López’s arrest was followed by sweeping measures targeting government critics, Human Rights Watch found.
On May 20, 2025, two days after López was detained, the Legislative Assembly, controlled by President Bukele’s party, passed a “foreign agents law.” The law claims to promote “transparency,” but in practice provides the government expansive authority to control, stigmatize, and sanction human rights groups and independent media outlets that receive international support.
Since the law came into force, the Association of Journalists of El Salvador and at least three other civil society organizations have closed their Salvadoran offices, citing the requirements imposed by the law.
On June 7, 2025, police arrested Enrique Anaya, one of the country’s most prominent constitutional lawyers and a vocal government critic, on alleged money laundering charges. A few days before his arrest, Anaya had publicly condemned López’s detention. He remains in pretrial detention, and his case file is also under seal.
As a consequence of this escalation, many government critics have gone into exile. Between May and September 2025, at least 140 human rights defenders and journalists left the country. Cristosal announced in July 2025 that it was suspending its operations in El Salvador and relocating to Guatemala and Honduras. They said they had to choose between “exile and prison.”

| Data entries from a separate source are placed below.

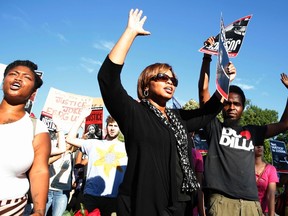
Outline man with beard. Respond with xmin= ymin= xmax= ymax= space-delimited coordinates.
xmin=198 ymin=38 xmax=288 ymax=216
xmin=66 ymin=109 xmax=127 ymax=216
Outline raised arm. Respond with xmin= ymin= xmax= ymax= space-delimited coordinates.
xmin=265 ymin=73 xmax=288 ymax=138
xmin=49 ymin=114 xmax=66 ymax=155
xmin=198 ymin=37 xmax=214 ymax=107
xmin=109 ymin=9 xmax=150 ymax=65
xmin=28 ymin=133 xmax=51 ymax=216
xmin=66 ymin=108 xmax=91 ymax=147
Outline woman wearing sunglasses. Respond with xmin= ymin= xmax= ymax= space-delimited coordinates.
xmin=98 ymin=9 xmax=231 ymax=216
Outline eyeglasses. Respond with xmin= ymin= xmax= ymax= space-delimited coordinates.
xmin=150 ymin=73 xmax=178 ymax=87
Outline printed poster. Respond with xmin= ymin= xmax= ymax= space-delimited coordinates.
xmin=270 ymin=140 xmax=288 ymax=173
xmin=84 ymin=98 xmax=103 ymax=139
xmin=216 ymin=17 xmax=230 ymax=100
xmin=199 ymin=15 xmax=252 ymax=58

The use of indefinite pretrial detention against López and other government critics reflects a broader pattern in El Salvador, where successive legal changes adopted since 2022 have effectively dismantled due process guarantees, including limits on pretrial detention, and allowed for mass hearings of hundreds of defendants at a time. Most of these measures were adopted under the state of emergency in force since March 2022, which has been used to detain more than 91,000 people. Human Rights Watch has documented widespread human rights violations during the state of emergency, including mass arbitrary detention, torture, enforced disappearances, and inhumane conditions in detention.
Judicial independence in El Salvador has been severely compromised since May 2021, when the Legislative Assembly summarily removed the five magistrates of the Constitutional Chamber and the attorney general, replacing them with allies of the executive.

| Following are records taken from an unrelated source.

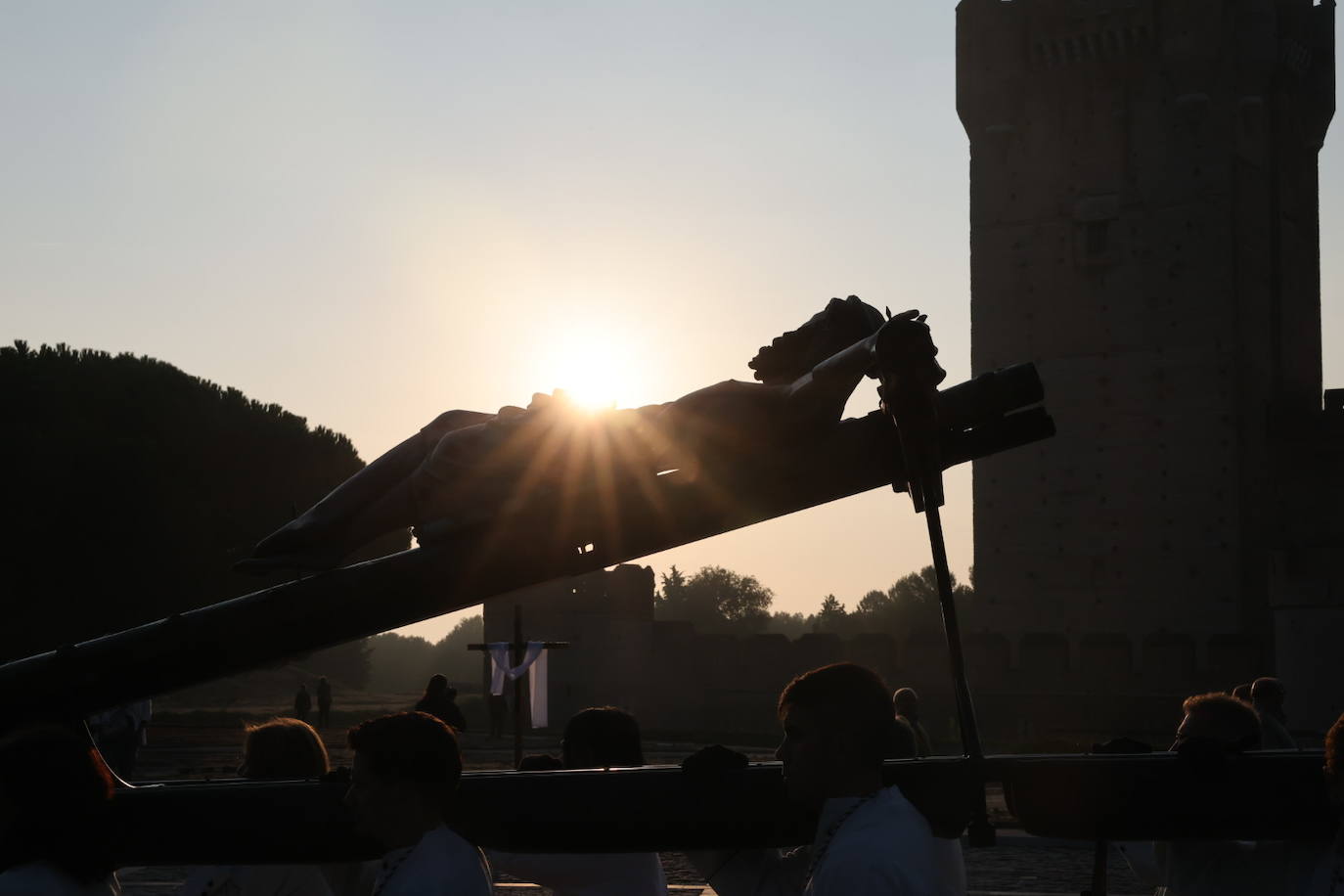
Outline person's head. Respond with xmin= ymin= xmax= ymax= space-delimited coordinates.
xmin=776 ymin=662 xmax=896 ymax=805
xmin=560 ymin=706 xmax=644 ymax=769
xmin=891 ymin=688 xmax=919 ymax=721
xmin=0 ymin=727 xmax=112 ymax=882
xmin=748 ymin=295 xmax=884 ymax=385
xmin=238 ymin=719 xmax=328 ymax=781
xmin=1325 ymin=716 xmax=1344 ymax=811
xmin=1172 ymin=694 xmax=1261 ymax=751
xmin=1251 ymin=679 xmax=1286 ymax=712
xmin=345 ymin=712 xmax=463 ymax=849
xmin=425 ymin=673 xmax=448 ymax=697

On September 22, 2025, the Inter-American Commission on Human Rights said that López and Anaya faced serious and urgent risks to their life, integrity, and health, and urged El Salvador to guarantee adequate prison conditions, including regular contact with family and lawyers. Salvadoran authorities have not publicly reported any steps to implement these measures.
Foreign governments and international human rights bodies, including the United Nations Human Rights Council, should substantially step up their public scrutiny of El Salvador’s human rights record, Human Rights Watch said. They should publicly press El Salvador to grant López, Anaya and other critics who have been detained a prompt, open, and fair trial, lift the judicial secrecy on their cases, and guarantee them regular contact with their families and lawyers.

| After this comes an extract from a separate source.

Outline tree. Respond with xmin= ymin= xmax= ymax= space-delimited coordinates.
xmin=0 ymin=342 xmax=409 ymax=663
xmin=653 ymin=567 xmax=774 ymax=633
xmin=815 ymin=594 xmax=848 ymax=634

Under its Democratic Charter, the Organization of American States (OAS) has a mandate to discuss and take action against “unconstitutional alteration of the constitutional regime that seriously impairs the democratic order.” Yet its Permanent Council has for years abdicated its responsibility to discuss the situation in El Salvador.
“With its crackdown against human rights defenders and journalists, El Salvador is joining the ranks of authoritarian governments like Venezuela, Nicaragua, and Cuba,” Goebertus said. “Latin American and European governments should take the country’s authoritarian drift seriously and urgently step up their response.”